Chemotherapy is still a widely used treatment for cancer. The substances used in this technique are targeted at rapidly dividing cells and thus affect not only tumour cells, but also cells in the intestines and hair follicles, causing diarrhoea and hair loss. ‘Now more and more medicines are coming available that specifically inhibit a molecule that the tumour depends on for growth. Which molecule that is can vary and depends on the mutations that have taken place in a cell,’ says professor of Clinical Pharmacy Henk Jan Guchelaar. A treatment using this sort of medicine is known as targeted therapy.
Professor of Medical Oncology Hans Gelderblom is one of the chief investigators in the DRUP study, in which patients with advanced or metastasised cancer are treated based on the tumour’s specific traits. ‘In this study we are investigating whether medicines that have already been approved for a certain type of tumour are also effective on other types of tumours. What is difficult is that a tumour is usually made up of cells with different traits, whereas a targeted medicine is only effective against one single trait. As a result of the so-called heterogeneous nature of the tumour, a proportion of the tumour cells do not respond to a particular medication and the tumour can continue to grow. This means that in the future more patients will receive combination therapies where multiple drugs are used simultaneously to target all the tumour cells,’ says Gelderblom.
Chemotherapy also continues to be used to fight cancer, but with fewer and fewer harmful side effects. ‘We are trying to improve existing chemotherapy by making minor changes to the substances used,’ says researcher and professor Sjaak Neefjes. Doxorubicine, for example, works well against cancer cells, but is also harmful to the heart. ‘We are trying to better understand what causes that side effect and are looking to see if we can modify the substance in such a way that it will still work against cancer, but produce fewer side effects,’ according to Neefjes.
Another problem with chemotherapy is that with a portion of the patients, certain substances don’t break down well. Guchelaar explains, ‘Since 2013 we have been giving a preliminary test to patients who will be receiving chemotherapy with fluoropyrimidines. If they aren’t good at breaking down substances such as 5-fluorouracil or capecitabine, we give them a reduced dosage. With this specially tailored chemotherapy we can now prevent half of the side effects. We continue to do research into better tests so we can spare even more people the sometimes serious side effects.’

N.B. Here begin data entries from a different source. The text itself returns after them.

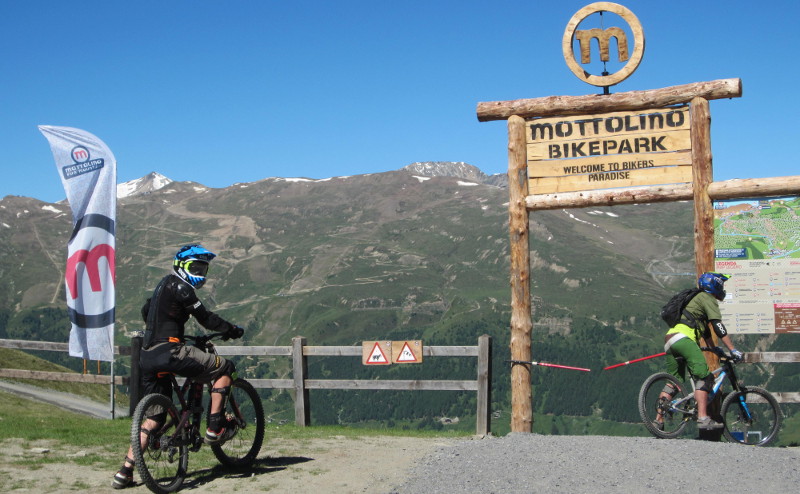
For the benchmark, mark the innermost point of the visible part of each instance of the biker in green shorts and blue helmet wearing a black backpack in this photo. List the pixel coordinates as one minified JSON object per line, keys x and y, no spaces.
{"x":683,"y":340}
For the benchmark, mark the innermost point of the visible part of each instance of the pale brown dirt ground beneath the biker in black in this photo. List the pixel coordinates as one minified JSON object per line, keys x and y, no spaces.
{"x":334,"y":465}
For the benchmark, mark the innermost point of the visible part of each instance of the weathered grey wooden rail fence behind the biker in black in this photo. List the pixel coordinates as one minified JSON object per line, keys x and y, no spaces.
{"x":300,"y":381}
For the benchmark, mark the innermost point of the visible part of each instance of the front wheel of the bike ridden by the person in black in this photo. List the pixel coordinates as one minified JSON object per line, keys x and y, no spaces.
{"x":245,"y":414}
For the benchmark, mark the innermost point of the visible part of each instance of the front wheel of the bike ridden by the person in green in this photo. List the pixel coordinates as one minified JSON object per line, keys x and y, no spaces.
{"x":752,"y":416}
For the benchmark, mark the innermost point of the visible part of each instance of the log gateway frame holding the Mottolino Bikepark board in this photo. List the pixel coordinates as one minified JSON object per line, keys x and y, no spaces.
{"x":603,"y":150}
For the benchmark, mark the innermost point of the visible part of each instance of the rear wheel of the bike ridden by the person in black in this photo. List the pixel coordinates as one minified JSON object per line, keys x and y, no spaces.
{"x":163,"y":462}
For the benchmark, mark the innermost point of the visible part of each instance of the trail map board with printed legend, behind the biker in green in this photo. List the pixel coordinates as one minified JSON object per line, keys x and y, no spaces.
{"x":758,"y":242}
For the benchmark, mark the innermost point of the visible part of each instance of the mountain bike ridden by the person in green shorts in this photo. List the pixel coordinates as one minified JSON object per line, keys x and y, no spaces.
{"x":750,"y":414}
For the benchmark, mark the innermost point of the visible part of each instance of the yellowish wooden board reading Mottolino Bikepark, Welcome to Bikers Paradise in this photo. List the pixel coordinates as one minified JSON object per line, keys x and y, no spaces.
{"x":612,"y":150}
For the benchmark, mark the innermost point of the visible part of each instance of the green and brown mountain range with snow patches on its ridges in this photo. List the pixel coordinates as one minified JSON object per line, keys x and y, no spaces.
{"x":418,"y":253}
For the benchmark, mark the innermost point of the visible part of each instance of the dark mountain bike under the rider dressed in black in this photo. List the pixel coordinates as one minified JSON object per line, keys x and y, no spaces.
{"x":162,"y":455}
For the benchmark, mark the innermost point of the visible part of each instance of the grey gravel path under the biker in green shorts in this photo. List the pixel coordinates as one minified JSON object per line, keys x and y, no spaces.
{"x":532,"y":463}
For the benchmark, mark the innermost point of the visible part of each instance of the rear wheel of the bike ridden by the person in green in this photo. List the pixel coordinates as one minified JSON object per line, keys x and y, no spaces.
{"x":660,"y":419}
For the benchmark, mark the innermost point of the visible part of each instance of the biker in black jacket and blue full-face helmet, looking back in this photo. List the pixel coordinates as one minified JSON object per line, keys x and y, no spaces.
{"x":163,"y":349}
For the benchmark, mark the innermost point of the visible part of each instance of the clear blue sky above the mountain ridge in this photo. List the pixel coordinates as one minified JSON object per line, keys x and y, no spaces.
{"x":221,"y":92}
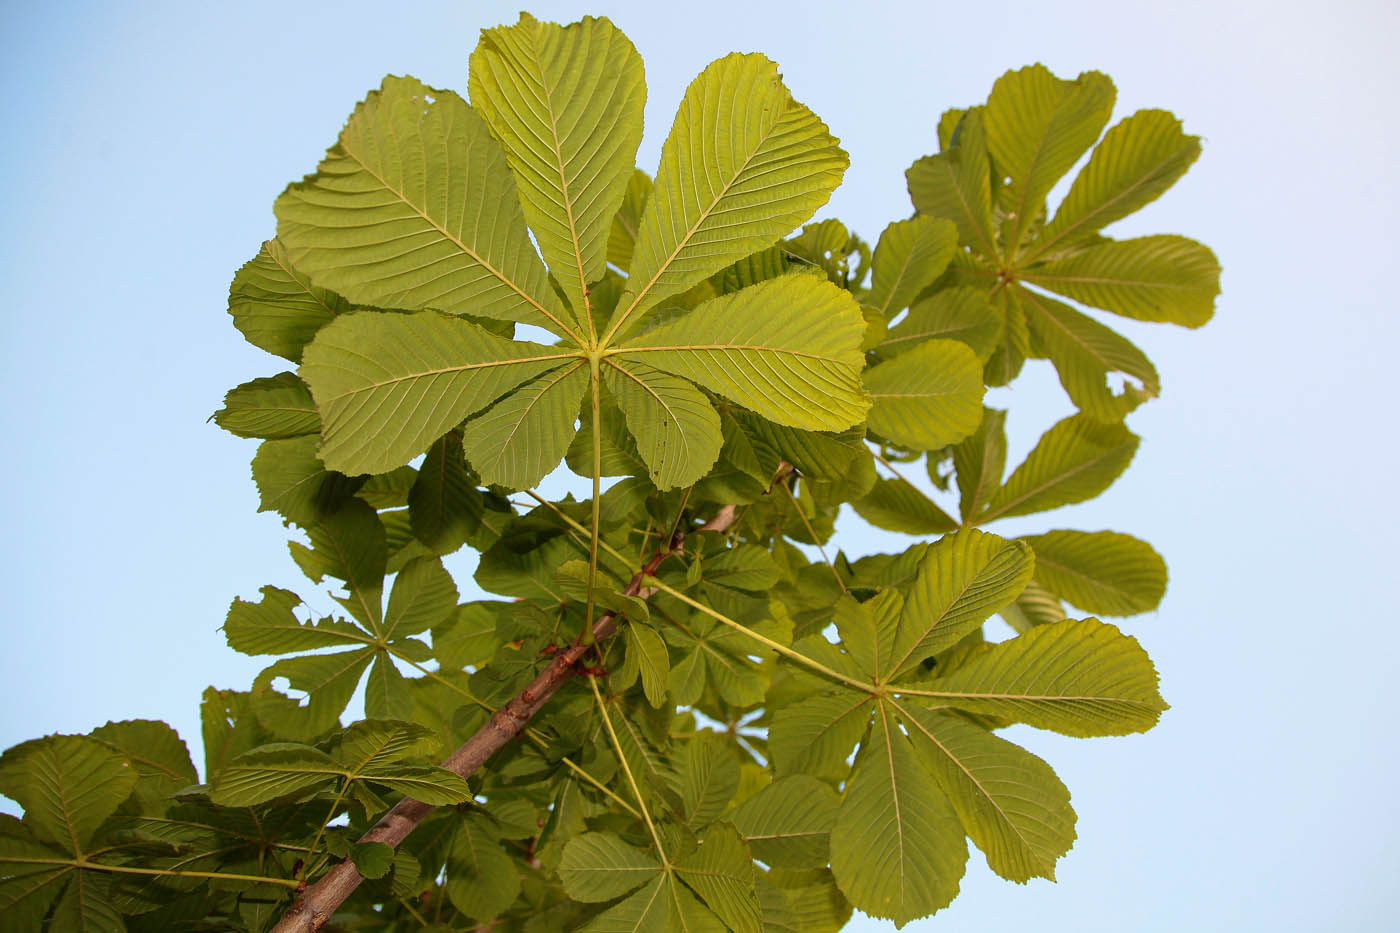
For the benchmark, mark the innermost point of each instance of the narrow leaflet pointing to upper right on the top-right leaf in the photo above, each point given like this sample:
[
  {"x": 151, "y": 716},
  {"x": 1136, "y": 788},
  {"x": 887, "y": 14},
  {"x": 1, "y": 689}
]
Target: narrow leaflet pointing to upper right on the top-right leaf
[{"x": 1133, "y": 165}]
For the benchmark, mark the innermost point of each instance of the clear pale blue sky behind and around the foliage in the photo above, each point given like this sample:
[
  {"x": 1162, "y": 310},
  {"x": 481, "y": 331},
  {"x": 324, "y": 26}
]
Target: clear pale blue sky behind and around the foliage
[{"x": 145, "y": 144}]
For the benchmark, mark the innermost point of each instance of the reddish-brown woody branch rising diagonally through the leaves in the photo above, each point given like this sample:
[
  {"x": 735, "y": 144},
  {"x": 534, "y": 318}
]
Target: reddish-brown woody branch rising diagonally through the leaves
[{"x": 314, "y": 908}]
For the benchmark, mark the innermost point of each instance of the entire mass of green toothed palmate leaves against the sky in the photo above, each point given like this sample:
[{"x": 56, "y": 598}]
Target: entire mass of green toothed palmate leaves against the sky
[{"x": 761, "y": 732}]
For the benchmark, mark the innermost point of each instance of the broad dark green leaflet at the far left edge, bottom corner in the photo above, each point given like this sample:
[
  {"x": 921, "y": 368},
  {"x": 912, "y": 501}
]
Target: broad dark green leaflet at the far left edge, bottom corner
[{"x": 71, "y": 785}]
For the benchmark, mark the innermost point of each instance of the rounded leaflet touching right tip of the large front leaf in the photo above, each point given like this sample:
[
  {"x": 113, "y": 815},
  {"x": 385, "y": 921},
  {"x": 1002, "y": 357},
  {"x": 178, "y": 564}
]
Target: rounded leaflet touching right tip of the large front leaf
[{"x": 926, "y": 399}]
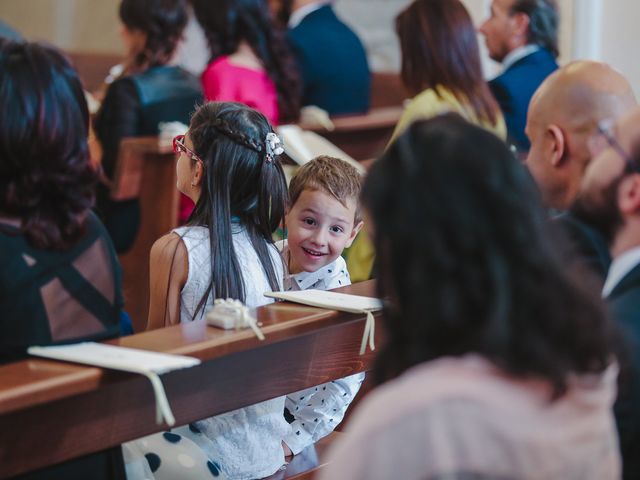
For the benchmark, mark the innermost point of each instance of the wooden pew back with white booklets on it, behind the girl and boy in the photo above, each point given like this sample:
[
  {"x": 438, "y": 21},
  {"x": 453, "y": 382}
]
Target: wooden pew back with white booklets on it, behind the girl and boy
[{"x": 75, "y": 410}]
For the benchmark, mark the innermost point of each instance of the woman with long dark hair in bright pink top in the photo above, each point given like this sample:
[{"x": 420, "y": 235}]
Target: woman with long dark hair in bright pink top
[{"x": 250, "y": 59}]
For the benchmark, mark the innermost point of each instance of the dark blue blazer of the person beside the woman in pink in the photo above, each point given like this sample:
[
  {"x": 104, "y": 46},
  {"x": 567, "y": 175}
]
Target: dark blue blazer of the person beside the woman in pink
[{"x": 332, "y": 62}]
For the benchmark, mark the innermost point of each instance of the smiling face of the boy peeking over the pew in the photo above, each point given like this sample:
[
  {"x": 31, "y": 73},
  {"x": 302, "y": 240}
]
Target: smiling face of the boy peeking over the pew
[{"x": 319, "y": 228}]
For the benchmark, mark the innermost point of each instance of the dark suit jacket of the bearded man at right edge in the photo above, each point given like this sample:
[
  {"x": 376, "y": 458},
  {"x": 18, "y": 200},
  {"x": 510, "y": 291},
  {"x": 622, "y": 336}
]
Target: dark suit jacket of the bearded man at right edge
[{"x": 624, "y": 302}]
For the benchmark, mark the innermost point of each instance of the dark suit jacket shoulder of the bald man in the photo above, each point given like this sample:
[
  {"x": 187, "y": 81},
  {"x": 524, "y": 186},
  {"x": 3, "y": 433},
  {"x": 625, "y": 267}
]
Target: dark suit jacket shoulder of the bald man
[{"x": 588, "y": 247}]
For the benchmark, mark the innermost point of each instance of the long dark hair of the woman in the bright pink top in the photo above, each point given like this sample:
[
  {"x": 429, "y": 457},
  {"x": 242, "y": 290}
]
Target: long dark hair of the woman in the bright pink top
[{"x": 228, "y": 23}]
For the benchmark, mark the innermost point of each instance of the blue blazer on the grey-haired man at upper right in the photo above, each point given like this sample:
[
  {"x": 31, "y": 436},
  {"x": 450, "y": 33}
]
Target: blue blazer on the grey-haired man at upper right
[{"x": 514, "y": 88}]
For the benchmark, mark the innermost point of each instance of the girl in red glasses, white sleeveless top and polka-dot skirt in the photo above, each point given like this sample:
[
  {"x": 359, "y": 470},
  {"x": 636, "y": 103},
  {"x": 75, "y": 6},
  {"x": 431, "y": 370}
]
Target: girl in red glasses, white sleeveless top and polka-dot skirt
[{"x": 228, "y": 165}]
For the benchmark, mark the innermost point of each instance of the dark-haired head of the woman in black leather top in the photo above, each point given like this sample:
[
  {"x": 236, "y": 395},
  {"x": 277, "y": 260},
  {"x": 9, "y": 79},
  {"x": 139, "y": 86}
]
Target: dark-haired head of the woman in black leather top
[{"x": 152, "y": 30}]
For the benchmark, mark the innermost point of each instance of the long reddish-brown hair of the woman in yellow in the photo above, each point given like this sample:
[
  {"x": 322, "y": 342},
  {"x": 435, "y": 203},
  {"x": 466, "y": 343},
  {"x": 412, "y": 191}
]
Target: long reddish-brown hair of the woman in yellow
[{"x": 439, "y": 47}]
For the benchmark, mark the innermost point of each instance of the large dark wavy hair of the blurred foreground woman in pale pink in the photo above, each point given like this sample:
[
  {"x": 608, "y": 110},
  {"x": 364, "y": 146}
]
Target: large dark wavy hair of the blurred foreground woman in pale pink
[{"x": 468, "y": 264}]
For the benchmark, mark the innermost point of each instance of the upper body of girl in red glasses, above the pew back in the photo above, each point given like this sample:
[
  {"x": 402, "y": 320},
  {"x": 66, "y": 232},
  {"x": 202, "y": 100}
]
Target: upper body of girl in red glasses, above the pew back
[{"x": 239, "y": 193}]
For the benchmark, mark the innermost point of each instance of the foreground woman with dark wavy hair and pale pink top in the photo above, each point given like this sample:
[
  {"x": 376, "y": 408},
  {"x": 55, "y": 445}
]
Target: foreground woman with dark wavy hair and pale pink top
[{"x": 497, "y": 362}]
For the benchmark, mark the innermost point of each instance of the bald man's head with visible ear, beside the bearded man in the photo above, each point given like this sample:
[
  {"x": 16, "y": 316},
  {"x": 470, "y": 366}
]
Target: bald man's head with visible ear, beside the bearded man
[{"x": 563, "y": 115}]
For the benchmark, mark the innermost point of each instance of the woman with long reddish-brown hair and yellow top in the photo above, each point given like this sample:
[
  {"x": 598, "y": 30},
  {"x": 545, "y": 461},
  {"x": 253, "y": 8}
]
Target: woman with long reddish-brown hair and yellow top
[{"x": 441, "y": 65}]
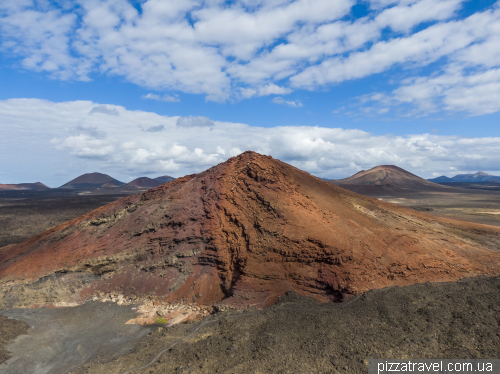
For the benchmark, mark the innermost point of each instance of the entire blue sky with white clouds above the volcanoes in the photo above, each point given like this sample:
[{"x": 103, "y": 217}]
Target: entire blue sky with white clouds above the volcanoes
[{"x": 136, "y": 88}]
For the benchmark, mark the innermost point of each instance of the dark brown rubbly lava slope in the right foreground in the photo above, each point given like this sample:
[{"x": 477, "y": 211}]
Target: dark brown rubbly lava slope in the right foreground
[{"x": 298, "y": 335}]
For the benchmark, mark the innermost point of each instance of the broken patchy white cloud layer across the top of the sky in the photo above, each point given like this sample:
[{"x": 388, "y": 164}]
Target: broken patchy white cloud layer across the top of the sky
[{"x": 250, "y": 48}]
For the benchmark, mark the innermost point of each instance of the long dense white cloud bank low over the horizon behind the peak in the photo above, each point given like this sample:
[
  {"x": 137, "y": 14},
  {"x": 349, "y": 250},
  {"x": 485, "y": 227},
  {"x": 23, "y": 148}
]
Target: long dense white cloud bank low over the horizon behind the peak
[{"x": 118, "y": 146}]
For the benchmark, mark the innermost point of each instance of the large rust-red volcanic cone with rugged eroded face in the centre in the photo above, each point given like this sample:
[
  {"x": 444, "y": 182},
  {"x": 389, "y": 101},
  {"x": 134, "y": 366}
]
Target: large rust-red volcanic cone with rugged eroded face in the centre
[{"x": 245, "y": 232}]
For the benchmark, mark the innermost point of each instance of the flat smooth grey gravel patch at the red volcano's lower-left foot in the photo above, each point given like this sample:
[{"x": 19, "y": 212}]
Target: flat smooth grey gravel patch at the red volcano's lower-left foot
[{"x": 61, "y": 339}]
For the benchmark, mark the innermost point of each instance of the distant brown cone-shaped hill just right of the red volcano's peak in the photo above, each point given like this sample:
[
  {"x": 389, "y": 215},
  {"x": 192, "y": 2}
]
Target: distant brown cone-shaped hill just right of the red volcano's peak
[{"x": 388, "y": 178}]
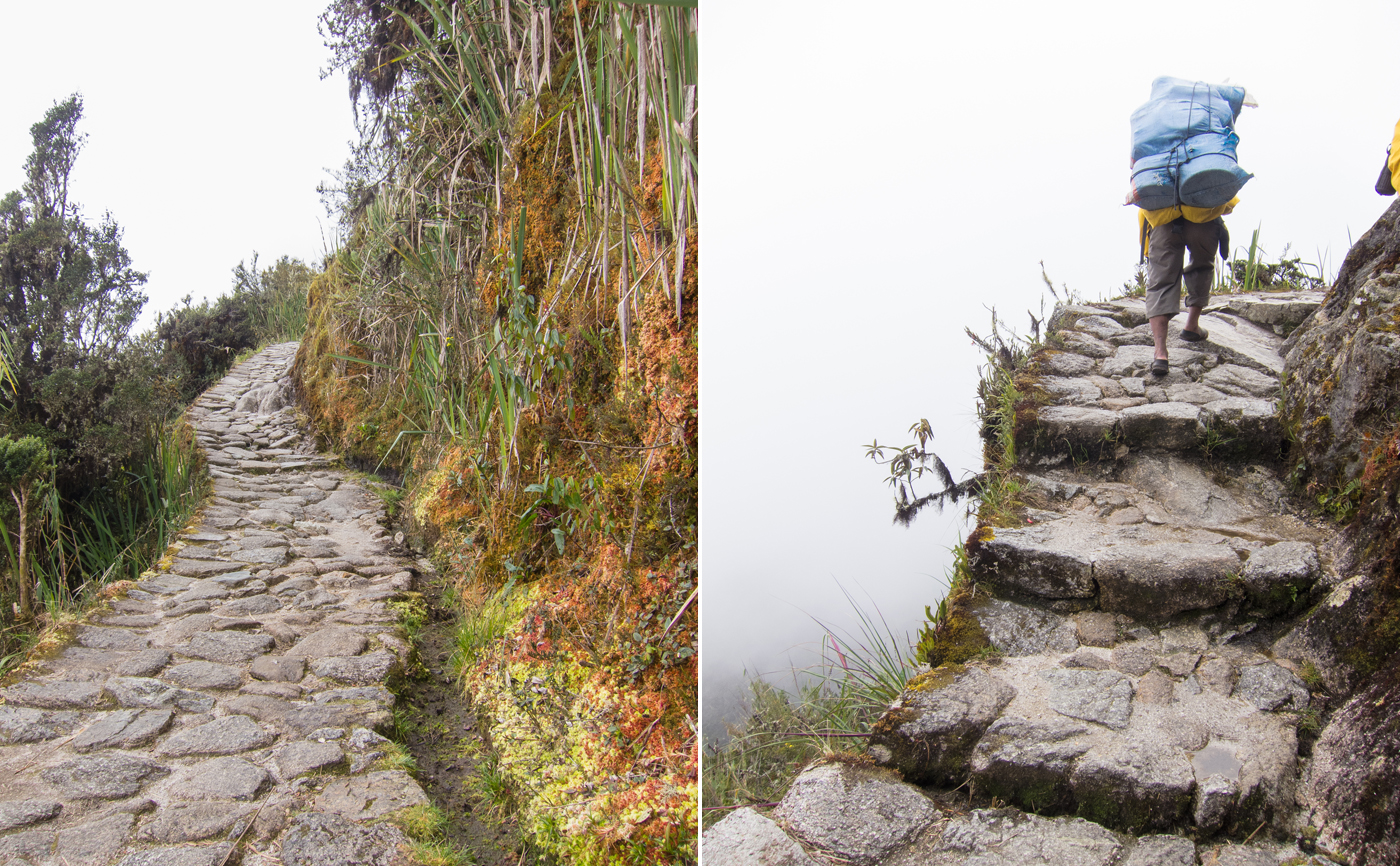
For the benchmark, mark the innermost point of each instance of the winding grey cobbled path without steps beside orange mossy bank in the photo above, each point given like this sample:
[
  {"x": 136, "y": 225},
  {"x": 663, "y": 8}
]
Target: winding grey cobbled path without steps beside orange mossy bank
[{"x": 233, "y": 696}]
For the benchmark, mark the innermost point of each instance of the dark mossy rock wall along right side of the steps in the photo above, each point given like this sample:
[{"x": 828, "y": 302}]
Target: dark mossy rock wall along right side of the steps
[{"x": 1343, "y": 395}]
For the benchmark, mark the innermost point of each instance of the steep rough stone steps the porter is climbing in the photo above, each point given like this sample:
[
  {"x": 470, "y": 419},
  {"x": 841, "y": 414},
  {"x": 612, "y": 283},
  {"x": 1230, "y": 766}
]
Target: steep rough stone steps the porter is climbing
[{"x": 1147, "y": 678}]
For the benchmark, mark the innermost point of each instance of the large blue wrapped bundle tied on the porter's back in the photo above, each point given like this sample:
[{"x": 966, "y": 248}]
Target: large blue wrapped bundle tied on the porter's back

For the development of targeted medicines, Leiden offers unique possibilities. ‘Here we’ve got researchers who can find proteins, chemists who can synthesise substances, a top-notch Good Manufacturing Practice (GMP) facility at LUMC for producing medications and the Centre for Human Drug Research (CHDR), which can test substances on test subjects,’ as Neefjes summarises it. ‘All these partners allow the development of a drug development board that can assist researchers who have an idea for a new drug.’ This makes Leiden the place where the next step can be taken in cancer drug development.